Perpaduan unsur Buddha dengan
Hindu rupanya menghasilkan “agama” baru, yakni Tantrayana, yang juga dianut
oleh sebagian masyarakat Sunda, terutama kalangan atas yang status sosialnya
tinggi. Mahzab Tantrayana (pengikutnya disebut Tantris) terdapat dalam
Buddhisme maupun Hinduisme. Sekte ini lahir di India pada tahun 600 Saka, dan
lima puluh tahun kemudian menyebar ke Tibet, Cina, Korea, Jepang, hingga
Indonesia (Jawa dan Sumatera). Tantra sendiri artinya adalah intisari, esensi,
atau asal.
Dalam kepercayaan Tantrayana ini
mengenal adanya laku meditasi dengan menggunakan alat berupa mandala (bagi
penganut Buddha) atau yantra (bagi penganut Hindu). Mandala adalah variasi lain
yang bercorak Buddha dari apa yang disebut yantra oleh penganut Hindu, yakni
berupa lukisan yang berfungsi sebagai alat bantu dalam meditasi sehari-hari.

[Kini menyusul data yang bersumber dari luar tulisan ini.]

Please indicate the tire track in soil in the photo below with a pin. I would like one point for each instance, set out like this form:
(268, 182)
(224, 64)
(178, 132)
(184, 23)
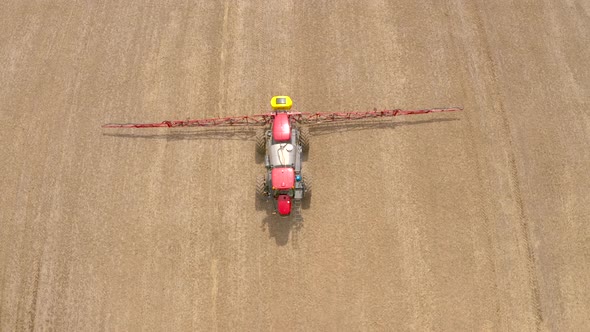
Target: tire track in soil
(506, 130)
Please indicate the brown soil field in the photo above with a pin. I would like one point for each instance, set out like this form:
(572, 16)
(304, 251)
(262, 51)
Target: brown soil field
(473, 220)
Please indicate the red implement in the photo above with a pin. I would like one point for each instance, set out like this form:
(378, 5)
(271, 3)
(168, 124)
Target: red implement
(283, 120)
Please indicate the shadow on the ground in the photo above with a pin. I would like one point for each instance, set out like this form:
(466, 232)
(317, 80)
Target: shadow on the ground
(281, 228)
(327, 128)
(175, 134)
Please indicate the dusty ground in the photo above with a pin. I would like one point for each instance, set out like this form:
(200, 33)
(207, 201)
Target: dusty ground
(476, 220)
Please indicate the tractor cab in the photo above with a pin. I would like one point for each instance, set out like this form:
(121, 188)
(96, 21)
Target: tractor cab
(281, 127)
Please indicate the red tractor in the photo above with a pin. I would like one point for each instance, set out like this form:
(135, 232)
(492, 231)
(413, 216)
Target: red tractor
(283, 142)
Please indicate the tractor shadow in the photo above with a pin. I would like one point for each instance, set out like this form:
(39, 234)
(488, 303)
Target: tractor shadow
(281, 228)
(327, 128)
(174, 134)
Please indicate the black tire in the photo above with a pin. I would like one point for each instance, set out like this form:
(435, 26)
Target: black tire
(260, 200)
(261, 142)
(307, 184)
(261, 187)
(304, 138)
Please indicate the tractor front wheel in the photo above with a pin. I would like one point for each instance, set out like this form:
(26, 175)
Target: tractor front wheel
(261, 187)
(304, 138)
(261, 142)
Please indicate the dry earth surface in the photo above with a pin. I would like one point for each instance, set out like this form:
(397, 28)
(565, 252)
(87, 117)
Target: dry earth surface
(475, 220)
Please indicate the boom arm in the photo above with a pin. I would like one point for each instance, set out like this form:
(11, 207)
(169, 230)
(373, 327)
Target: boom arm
(263, 119)
(322, 117)
(246, 120)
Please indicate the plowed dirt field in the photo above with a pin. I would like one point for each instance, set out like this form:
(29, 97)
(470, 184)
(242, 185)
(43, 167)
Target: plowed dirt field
(473, 220)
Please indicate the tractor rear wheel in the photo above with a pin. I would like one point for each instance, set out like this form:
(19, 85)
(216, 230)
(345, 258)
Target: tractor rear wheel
(304, 138)
(261, 142)
(306, 184)
(261, 187)
(306, 202)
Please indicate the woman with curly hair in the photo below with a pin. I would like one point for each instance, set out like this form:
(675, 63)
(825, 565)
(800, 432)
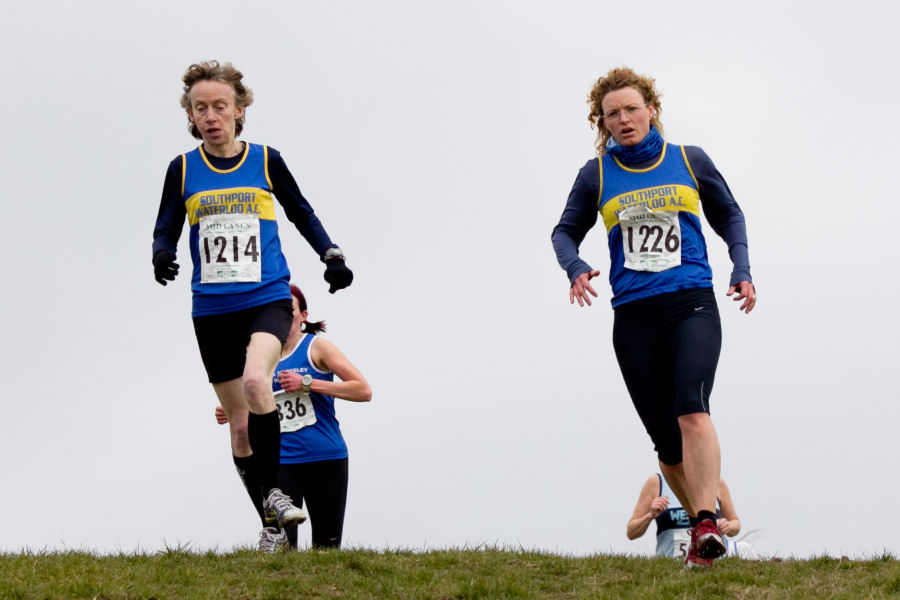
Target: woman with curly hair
(666, 333)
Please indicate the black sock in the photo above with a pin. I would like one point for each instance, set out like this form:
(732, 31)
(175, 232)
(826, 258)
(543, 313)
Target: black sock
(264, 432)
(246, 468)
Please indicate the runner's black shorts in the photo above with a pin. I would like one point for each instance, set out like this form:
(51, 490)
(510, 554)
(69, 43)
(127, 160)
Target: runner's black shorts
(668, 348)
(223, 338)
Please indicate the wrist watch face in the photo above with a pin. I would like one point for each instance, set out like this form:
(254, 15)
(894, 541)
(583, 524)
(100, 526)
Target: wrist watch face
(333, 253)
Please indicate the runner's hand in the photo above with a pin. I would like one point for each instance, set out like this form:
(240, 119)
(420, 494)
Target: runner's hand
(581, 287)
(659, 504)
(746, 292)
(164, 266)
(337, 274)
(221, 419)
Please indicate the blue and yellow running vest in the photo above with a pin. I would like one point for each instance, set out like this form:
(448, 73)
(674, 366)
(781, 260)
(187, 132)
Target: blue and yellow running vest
(234, 242)
(667, 185)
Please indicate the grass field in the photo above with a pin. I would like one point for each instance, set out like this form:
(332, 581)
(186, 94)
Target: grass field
(447, 574)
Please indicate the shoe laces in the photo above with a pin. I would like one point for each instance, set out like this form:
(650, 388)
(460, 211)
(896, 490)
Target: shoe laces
(279, 500)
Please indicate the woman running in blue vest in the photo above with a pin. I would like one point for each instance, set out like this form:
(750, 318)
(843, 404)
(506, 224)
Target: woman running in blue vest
(314, 459)
(240, 280)
(666, 333)
(657, 502)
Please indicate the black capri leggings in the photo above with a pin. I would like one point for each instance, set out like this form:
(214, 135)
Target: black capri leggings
(322, 486)
(668, 349)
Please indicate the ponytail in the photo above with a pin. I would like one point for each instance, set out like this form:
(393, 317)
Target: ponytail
(313, 327)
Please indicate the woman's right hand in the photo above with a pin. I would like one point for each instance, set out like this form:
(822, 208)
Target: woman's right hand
(581, 287)
(659, 504)
(221, 418)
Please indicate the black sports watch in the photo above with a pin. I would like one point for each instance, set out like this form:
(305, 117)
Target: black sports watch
(332, 253)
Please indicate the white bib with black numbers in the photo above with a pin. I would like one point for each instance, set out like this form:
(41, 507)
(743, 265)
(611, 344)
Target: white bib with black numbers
(682, 543)
(651, 240)
(229, 249)
(295, 410)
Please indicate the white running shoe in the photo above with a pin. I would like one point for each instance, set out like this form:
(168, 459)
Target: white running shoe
(272, 541)
(279, 509)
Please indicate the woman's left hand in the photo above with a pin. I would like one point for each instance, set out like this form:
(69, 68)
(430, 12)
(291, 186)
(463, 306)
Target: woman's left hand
(746, 292)
(290, 381)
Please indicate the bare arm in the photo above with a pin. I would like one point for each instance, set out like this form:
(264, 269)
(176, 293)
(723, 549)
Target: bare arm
(649, 506)
(326, 356)
(729, 523)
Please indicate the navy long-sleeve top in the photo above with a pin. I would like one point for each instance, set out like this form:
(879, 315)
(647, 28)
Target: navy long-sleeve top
(172, 211)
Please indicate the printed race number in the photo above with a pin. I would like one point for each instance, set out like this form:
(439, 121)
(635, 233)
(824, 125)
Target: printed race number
(229, 249)
(295, 410)
(651, 240)
(682, 542)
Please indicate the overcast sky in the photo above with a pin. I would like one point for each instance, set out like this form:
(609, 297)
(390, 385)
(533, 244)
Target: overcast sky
(438, 142)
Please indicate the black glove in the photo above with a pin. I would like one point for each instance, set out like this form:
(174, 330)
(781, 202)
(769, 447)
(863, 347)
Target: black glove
(164, 266)
(337, 274)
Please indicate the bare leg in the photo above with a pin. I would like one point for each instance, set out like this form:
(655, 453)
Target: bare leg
(674, 475)
(701, 460)
(231, 397)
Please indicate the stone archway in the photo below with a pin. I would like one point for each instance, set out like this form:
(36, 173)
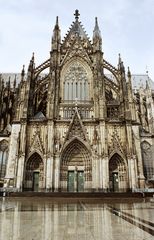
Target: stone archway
(76, 168)
(118, 174)
(34, 173)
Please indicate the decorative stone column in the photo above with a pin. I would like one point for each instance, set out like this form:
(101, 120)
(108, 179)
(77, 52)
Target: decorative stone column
(141, 177)
(56, 173)
(12, 158)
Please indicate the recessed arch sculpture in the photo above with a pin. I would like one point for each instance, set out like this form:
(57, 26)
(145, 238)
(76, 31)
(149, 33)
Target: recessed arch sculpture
(76, 167)
(118, 175)
(34, 172)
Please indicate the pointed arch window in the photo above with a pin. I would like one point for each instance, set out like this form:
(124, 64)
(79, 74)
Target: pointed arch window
(76, 84)
(3, 158)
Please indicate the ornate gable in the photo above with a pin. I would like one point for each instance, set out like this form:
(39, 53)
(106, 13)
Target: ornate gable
(76, 48)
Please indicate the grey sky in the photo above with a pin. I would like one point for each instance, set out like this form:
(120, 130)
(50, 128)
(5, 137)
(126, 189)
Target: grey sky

Alat tersebut—bisa dibuat dari tanah, kain, pada dinding, logam, atau
batu—harus digunakan oleh mereka yang mencari pelepasan dari rangkaian siklus
(lingkaran) kelahiran kembali.
Penggunaan mandala/yantra ini
biasanya dibarengi dengan memegang aksamala (seperti tasbih atau rosario) oleh
tangan kanan untuk menghitung mantra yang diucapkan. Di Jawa Barat, para
penganut Tantra ini menjalankan ibadahnya di bangunan-bangunan megalitik.
Di Sriwijaya, aliran ini lebih
dulu berkembang pada abad ke-7, ditandai adanya Prasasti Talang Tuo dan Kota
Kapur yang berisi kutukan dan sumpah. Di Jawa Tengah pada abad ke-8 dalam
Prasasti Kalasan tahun 778 disebutkan bahwa Rakai Panangkaran mendirikan
bangunan suci, Candi Kalasan, untuk memuja Dewi Tara. Dewi Tara ini merupakan
salah satu bentuk penyimpangan Buddha Mahayana karena dewi tersebut dianggap
sebagai istri (syakti) pada Dyani Buddha; padahal Buddha sendiri menilai
syahwat merupakan musuh terbesar manusia. Sementara itu, pada masa Raja Sindhok
di Jawa Timur abad ke-10 telah disusun sebuah kitab yang menguraikan paham
Tantra, yakni Sanghyang Kamahayanikan.
Di Sunda sendiri, diketahui
sejumlah raja penganut Tantra di antaranya: Sri Jayabhupati dan Raja Nilakendra
(ayah Prabu Suryakancana, raja terakhir Pajajaran). Prasasti Sanghyang Tapak
(Cibadak) menyebutkan sejumlah sumpah dan kutukan “mengerikan” yang menyerukan
supaya orang yang menyalahi ketentuan dalam prasasti tersebut diserahkan kepada
kekuatan-kekuatan gaib untuk dibinasakan dengan menghisap otaknya, menghirup
darahnya, memberantakkan ususnya, dan membelah dadanya.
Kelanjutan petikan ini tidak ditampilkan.